We still see the global reach of Roosevelt’s conservation programs today. Brazil recently created a CCC-like program that puts jobless Brazilians to work planting trees, while similar tree-planting programs have also operated in China along the Yangtze River and through Wangari Maathai’s Greenbelt Movement in Kenya. Even war-torn Afghanistan created its own “Afghan Conservation Corps.”

But while many in the rest of the world still remember the New Deal’s global sweep, today’s Green New Deal initiatives have only paid lip service to this international past. Former vice president Joe Biden’s plan hopes to “rally the rest of the world to meet the threat of climate change,” while Sen. Elizabeth Warren (D-Mass.) calls for a “Green Marshall Plan,” but neither Democratic presidential hopeful offers specifics. Nor does Ocasio-Cortez, who promotes internationalization of green technology and expertise but again offers little guidance for such global exchanges.

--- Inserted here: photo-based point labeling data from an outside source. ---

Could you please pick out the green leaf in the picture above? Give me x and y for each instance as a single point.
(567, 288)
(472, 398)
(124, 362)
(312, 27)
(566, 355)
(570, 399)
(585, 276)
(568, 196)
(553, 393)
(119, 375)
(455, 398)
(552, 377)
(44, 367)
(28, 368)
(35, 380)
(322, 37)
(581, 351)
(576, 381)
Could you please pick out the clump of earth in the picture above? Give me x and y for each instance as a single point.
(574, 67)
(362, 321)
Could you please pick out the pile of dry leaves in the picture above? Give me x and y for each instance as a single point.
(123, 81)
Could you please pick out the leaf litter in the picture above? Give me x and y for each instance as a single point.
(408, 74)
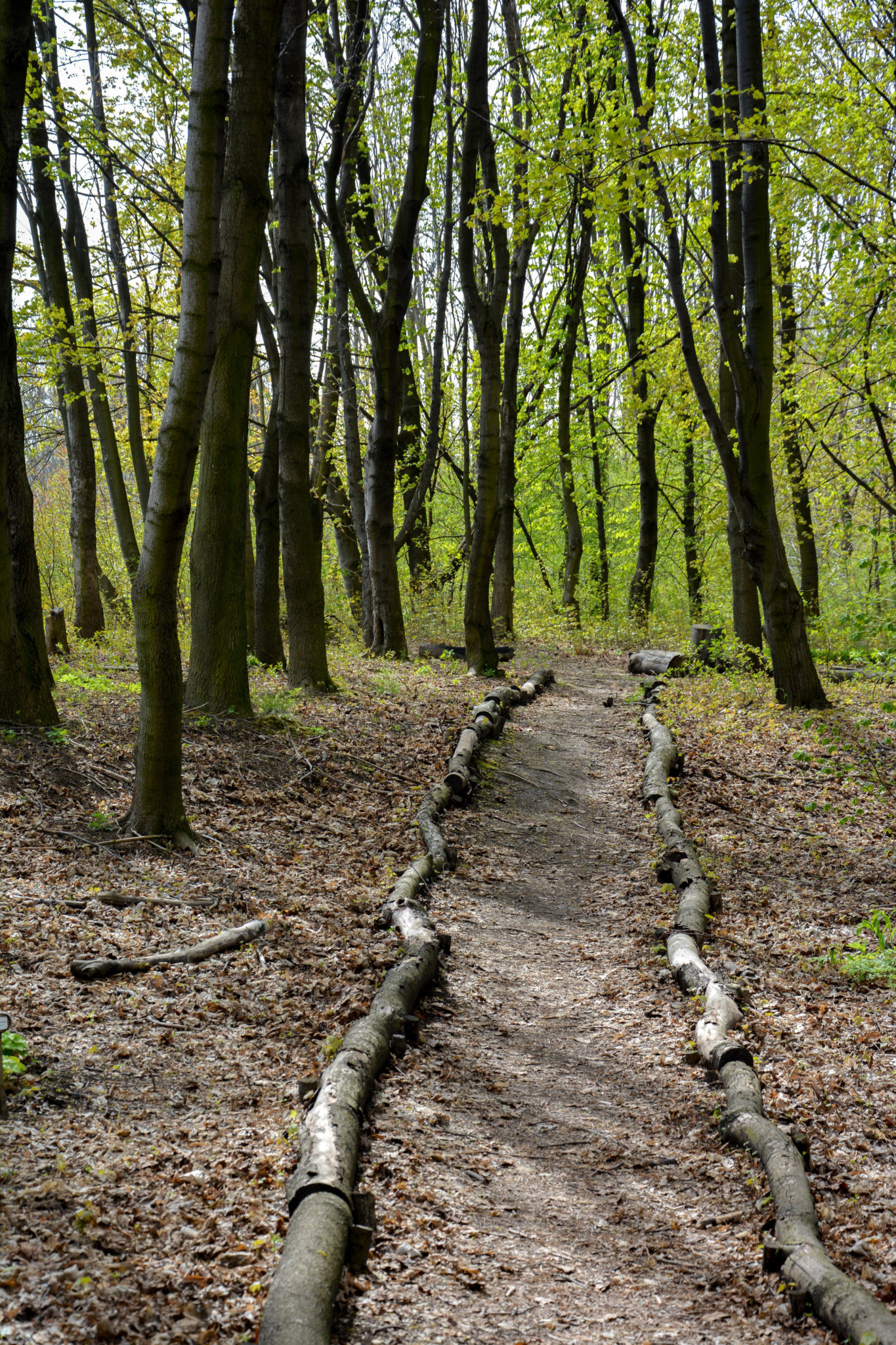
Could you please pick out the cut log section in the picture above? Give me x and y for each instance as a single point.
(458, 651)
(322, 1189)
(656, 662)
(100, 969)
(796, 1251)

Yet thinking globally is imperative not only because climate change threatens our planet, but also because international action, like that undertaken during the New Deal, joins grass-roots communities that are separated by language, culture, politics and thousands upon thousands of miles. Shared local action on a global level is our only hope.

A successful second Green New Deal will also avoid the mistakes of the New Deal. On the environmental front, Roosevelt’s soil erosion programs planted non-indigenous species that spread uncontrollably, his TVA built dams that silted up rivers and halted fish migrations and the CCC drained swamps in the name of mosquito control and in the process severely decreased biodiversity.

These programs could be socially and politically unjust as well: The CCC racially segregated its work camps and refused to let women participate; the SCS favored larger farms for its soil conservation work; and the TVA built dams that tended to submerge poor white and black communities under hundreds of feet of water, while sparing those of wealthier residents.

The New Deal’s international conservation efforts also were often hijacked by diplomats in Washington, who used them more to promote America’s Cold War foreign policy than as a means of helping developing countries better manage their own natural resources.

The current crop of Green New Dealers must be careful to avoid such mistakes. They must involve, and fund, scientists to study the unintended consequences of constructing green infrastructure, investing in what’s known as green manufacturing and reducing carbon emissions with, for instance, solar panels that require huge amounts of energy to manufacture, transport around the world and install. They must ensure that access to these programs is open to all and encourage participation from poorer Americans, who will be more severely affected by climate change. And they must implement any Green New Deal through international partnerships and in cooperation with global environmental initiatives rather than putting America first in such efforts.

A Green New Deal that builds on Roosevelt’s successes while paying heed to its failures represents a powerful campaign to fight climate change. Joining grass-roots initiatives in the United States with similar efforts in other countries will invite more voices into the climate change dialogue and in so doing, better prepare the United States to respond equitably to the climate crisis’s environmental, social and political fallout.